How could a machine move that big rock when all the strongest people in the tribe have tried and failed? The difference between “very smart human” and the theoretical limits of intelligence may well be like the difference between “very fast cheetah” and the speed of light.
Stopping WW2 is easy, the enemy needs air right, so just don’t give them any air and they will be dead in seconds.
Reasons unplugging an AI might not be the magic solution.
You don’t know it’s misaligned. Its acting nicely so far. You don’t realize it’s plotting something.
It’s all over the internet. Millions of computers all over the world, including some on satellites.
It’s good at lying and manipulating humans. Maybe someone is making a lot of money from the AI. Maybe the AI hacked a bank and hired security guards for its datacenter. Maybe some random gullible person has been persuaded to run the AI on their gaming pc with a cute face and a sob story. If anyone in the world could download the AI’s code off the internet and run it and get superhuman advice, many people would. Almost all our communication is digital, so good luck convincing people that the AI needs to be destroyed when the internet is full of very persuasive pro AI arguments.
Its developed is own solar powered nanobot hardware.
Turning the AI works a fraction of a second after the AI is turned on. But this is useless, no one would turn an AI on and then immediately turn it off again. The person turning an unaligned AI on is likely mistaken in some way about what their AI will do. The AI will make sure not to correct that flawed conception until its too late.
I want to add that the AI probably does not know it is misaligned for a while.
I don’t know how to simply communicate to you the concept of things beyond the human level. Helpfully, Eliezer wrote a short story to communicate it, and I’ll link to that.
What do you think would happen if we built an intelligence of that relative speed-up to humanity, and connected it to the internet?
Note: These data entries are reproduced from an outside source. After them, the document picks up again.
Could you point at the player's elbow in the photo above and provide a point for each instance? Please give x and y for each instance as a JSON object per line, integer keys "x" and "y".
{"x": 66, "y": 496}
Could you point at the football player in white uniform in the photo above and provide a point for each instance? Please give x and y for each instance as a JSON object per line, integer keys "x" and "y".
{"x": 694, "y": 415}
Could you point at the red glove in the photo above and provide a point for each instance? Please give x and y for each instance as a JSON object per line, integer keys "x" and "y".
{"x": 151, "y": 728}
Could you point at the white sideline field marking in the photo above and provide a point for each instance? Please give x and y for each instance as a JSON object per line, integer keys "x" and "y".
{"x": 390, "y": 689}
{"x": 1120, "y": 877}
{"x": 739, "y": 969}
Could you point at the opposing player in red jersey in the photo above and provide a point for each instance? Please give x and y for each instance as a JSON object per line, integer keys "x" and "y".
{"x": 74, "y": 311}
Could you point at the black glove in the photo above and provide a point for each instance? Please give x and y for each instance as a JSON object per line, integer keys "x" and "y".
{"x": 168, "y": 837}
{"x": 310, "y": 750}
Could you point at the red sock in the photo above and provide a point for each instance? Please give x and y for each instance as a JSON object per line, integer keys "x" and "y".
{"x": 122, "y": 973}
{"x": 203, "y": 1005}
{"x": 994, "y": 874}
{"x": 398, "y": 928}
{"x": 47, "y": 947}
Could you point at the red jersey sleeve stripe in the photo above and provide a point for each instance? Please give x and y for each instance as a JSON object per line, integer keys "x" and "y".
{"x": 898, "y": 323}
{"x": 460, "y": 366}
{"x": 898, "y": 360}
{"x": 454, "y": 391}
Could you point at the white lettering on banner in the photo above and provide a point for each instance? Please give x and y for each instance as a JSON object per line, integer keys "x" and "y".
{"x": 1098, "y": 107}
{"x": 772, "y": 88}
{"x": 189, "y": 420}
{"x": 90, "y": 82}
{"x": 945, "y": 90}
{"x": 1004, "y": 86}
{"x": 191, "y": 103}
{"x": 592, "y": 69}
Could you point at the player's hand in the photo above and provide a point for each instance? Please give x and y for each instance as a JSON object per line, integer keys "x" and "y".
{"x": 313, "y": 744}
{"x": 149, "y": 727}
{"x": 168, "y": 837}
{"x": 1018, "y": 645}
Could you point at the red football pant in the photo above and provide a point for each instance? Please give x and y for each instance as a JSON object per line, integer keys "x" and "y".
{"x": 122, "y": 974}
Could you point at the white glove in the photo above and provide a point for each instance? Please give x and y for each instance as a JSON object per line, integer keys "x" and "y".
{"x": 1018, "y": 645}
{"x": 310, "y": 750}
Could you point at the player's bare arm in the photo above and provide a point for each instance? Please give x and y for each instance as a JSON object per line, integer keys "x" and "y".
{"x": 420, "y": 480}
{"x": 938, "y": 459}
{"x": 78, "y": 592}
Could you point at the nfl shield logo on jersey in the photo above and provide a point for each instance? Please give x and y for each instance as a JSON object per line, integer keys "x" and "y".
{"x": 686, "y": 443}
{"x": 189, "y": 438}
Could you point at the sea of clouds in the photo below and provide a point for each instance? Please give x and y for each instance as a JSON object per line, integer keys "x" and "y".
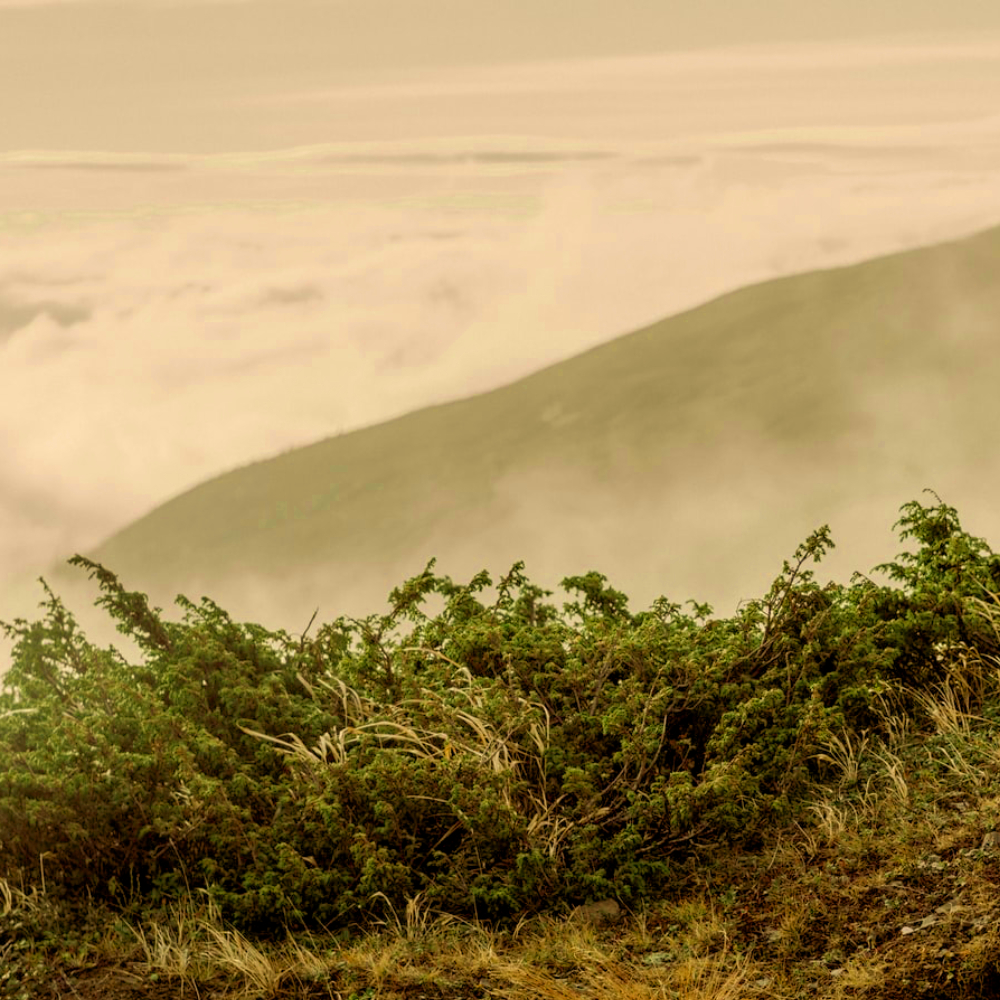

One argument I removed to make it shorter was approximately: “It doesn’t have to take over the world to cause you harm”. And since early misaligned AI is more likely to appear in a developed country, your odds of being harmed by it is higher compared to someone in an undeveloped country. If ISIS suddenly found itself 500 strong in Silicon Valley and in control of Google’s servers, surely you would have the right to be concerned before they had a good chance of taking over the whole world. And you’d be doubly worried if you did not understand how it went from 0 to 500 “strong”, or what the next increase in strength might be. You understand how nation states and terrorist organizations grow. I don’t think anyone currently understands, well, how AI grows in intelligence.
There were a million other arguments I wanted to “head off” in this post, but the whole point of introductory material is to be short.
> there is no reason to believe that rouge AI will be dramatically more powerful than corporations or terrorists”
I don’t think that’s true. If our AI ends up no more powerful than existing corporations or terrorists, why are we spending billions on it? It had better be more powerful than something. I agree alignment might not be “solvable” for the reasons you mention, and I don’t claim that it is.
I am specifically claiming AI will be unusually dangerous, though.